Axon even nailed down a choice URL: Evidence.com. This is the portal to law enforcement body camera footage stored in Axon’s cloud — the real moneymaker for Axon. The cameras are just the gateway drug.
But much of what’s stored at Evidence.com could be considered public records. Much of what’s stored there could also be subject to discovery by defense attorneys during criminal proceedings. But no one asked defense attorneys if this arrangement worked for them. It was enough that it worked for cops.
Defense attorney Rick Horowitz has a problem with contractual agreements he’s being asked to sign when attempting to gain access to records regarding his client. Instead of handing out files, prosecutors are handing out URLs. To obtain the records he needs, Horowitz is forced to use Axon’s portal… and sign agreements with Axon before he’s allowed to access anything. (via Simple Justice)
[I]n the case of Evidence.com, such access does come from Axon. In fact, I have so far been prevented from obtaining the discovery in my juvenile case.
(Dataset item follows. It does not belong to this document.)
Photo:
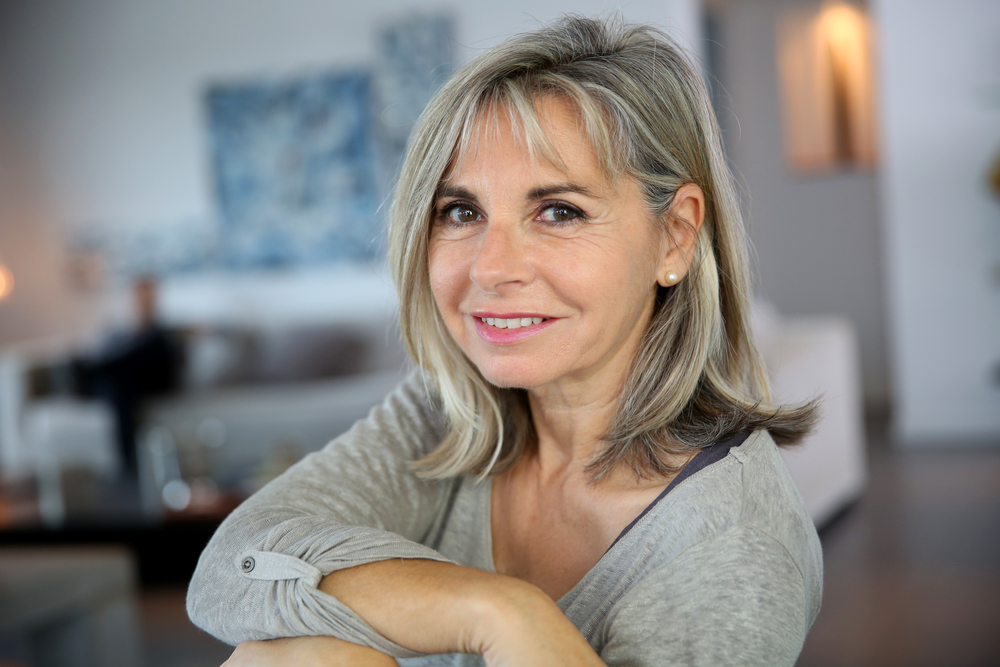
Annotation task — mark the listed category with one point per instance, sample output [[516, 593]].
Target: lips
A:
[[510, 327], [512, 322]]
Why? Because I refused to sign the license agreement with Axon to obtain access to their—not the city, county, or city and county’s, but Axon’s—website.
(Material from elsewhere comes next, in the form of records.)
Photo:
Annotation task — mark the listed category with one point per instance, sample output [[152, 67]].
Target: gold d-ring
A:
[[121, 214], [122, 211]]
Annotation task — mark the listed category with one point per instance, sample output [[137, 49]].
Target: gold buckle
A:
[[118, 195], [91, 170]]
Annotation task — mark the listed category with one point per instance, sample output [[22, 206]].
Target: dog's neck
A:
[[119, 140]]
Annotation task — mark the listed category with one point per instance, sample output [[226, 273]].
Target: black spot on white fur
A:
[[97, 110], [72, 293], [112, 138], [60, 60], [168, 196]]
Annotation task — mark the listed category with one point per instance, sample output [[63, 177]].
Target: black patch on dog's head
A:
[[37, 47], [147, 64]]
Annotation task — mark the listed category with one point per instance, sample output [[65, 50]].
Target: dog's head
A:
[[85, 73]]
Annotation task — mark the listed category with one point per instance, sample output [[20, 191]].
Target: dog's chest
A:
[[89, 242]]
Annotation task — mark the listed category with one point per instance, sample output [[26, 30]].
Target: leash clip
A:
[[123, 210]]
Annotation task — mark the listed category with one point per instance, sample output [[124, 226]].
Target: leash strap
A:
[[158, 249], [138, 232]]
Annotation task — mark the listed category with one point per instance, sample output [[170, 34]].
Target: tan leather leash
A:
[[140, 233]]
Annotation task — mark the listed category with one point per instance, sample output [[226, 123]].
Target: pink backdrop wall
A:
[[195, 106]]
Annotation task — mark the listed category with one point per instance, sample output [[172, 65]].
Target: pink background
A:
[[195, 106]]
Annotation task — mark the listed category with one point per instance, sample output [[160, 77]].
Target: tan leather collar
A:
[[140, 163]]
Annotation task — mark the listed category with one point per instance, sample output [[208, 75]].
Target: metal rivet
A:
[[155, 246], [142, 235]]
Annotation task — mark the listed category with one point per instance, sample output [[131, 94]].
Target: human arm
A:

The first thing that draws one up abruptly (again, aside from the fact that law enforcement is ignoring the law by disseminating juvenile records to Axon in the first place) is this:
“You consent to Axon’s access and use of the Account Content in order to….improve Axon’s Products and Services. In addition, for content that is covered by intellectual property rights, like photos and videos (“IP Content”), you specifically give us the following permission: you grant us a non-exclusive, transferable, irrevocable, royalty-free, sub-licensable, worldwide license to use any IP Content that you post on or in connection with the Services (IP License).”
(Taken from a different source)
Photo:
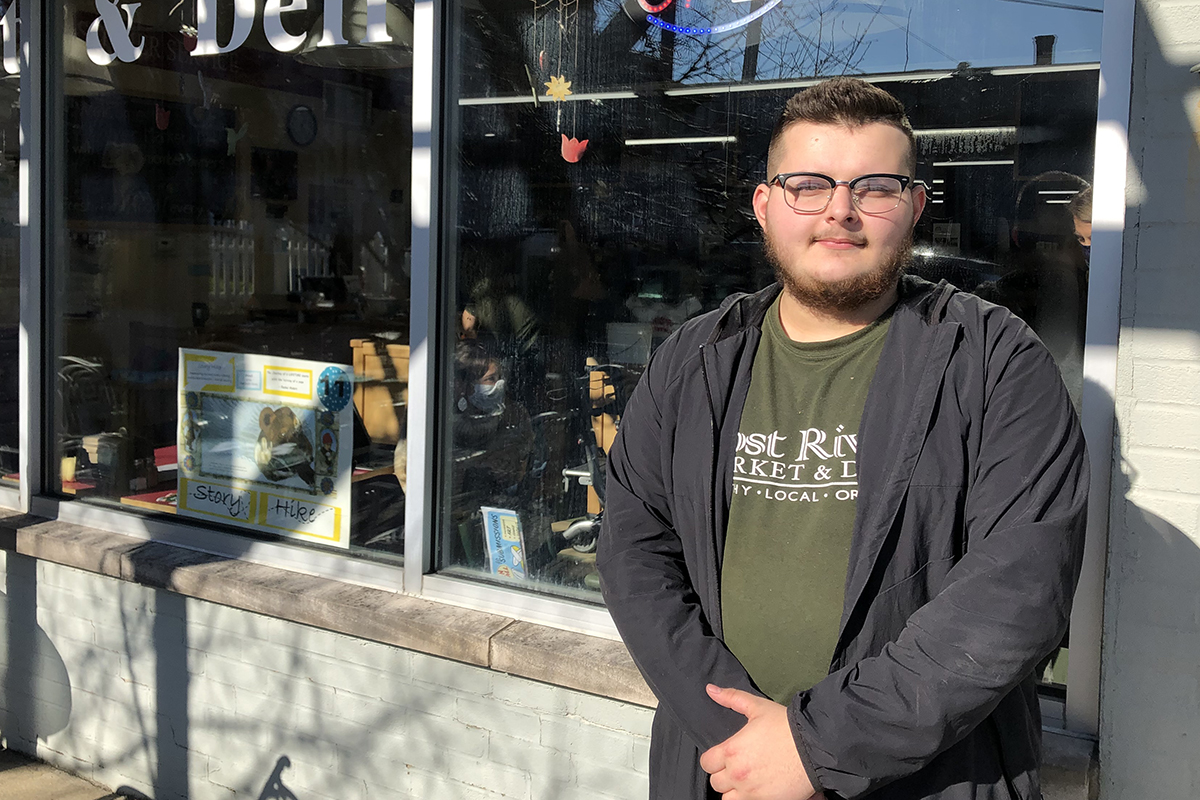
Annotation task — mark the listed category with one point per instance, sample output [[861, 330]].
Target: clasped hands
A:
[[760, 761]]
The EULA may be boilerplate, but the situation is anything but normal. Horowitz doesn’t care much for the fact that Axon’s storage of court records and discovery documents is controlled solely by Axon by forcing users to waive a great deal of their rights in exchange for access.
But it’s even worse in this case, which involves a juvenile. California law provides extensive protections for the privacy of juveniles — even those accused of crimes. But these appear to have been ignored by every law enforcement agency that agreed to do business with Axon. These are also being ignored by Axon, which treats all uploaded footage equally. It doesn’t meet California’s privacy standards — a problem that only seems to concern those defending juvenile arrestees.
[N]either Evidence.com, nor Axon—not even in its prior incarnation as “Taser International,” for that matter—are listed in WIC 827 as lawfully able to receive, or disseminate, juvenile records. No corporation is.
This is problematic not just because it means that law enforcement officers, and complicit District Attorney Offices—and, by the way, defense attorneys who signed up for the service, and thereby not only acquiesced, but agreed to give up certain rights regarding their clients’ data, too—have ignored the law. It is also problematic because, so far as I know, the courts are unaware of this. At least, I hope the courts are unaware of this, because if they are aware of this, that means that the courts have also sanctioned ignoring the laws of the State of California as pertains to juveniles.
If you don’t agree to a third party’s terms of service, you don’t get access to records that belong to the public. This isn’t just stored camera footage stashed away in Axon’s cloud. It’s evidence that’s supposed to be handed over to the defense. It’s evidence that’s supposed to be presented in court by prosecutors. It’s public records of public employees’ interactions with the public. It’s a lot of things that shouldn’t be tied up by a EULA that demands users give up some of their rights to access public records.
And if this seems to have been handled badly in regards to California’s privacy laws, this is only the tip of the iceberg. Axon is everywhere. Axon/Taser has locked down a majority of the body camera market. Its cloud storage and footage access front end is the moneymaker that allows it to lock down even more of the market by giving law enforcement free cameras subsidized by perpetual access and licensing fees. All of this is being agreed to with almost zero input from the public, which is now being forced to play by Axon’s rules if it wants to access public records and court documents.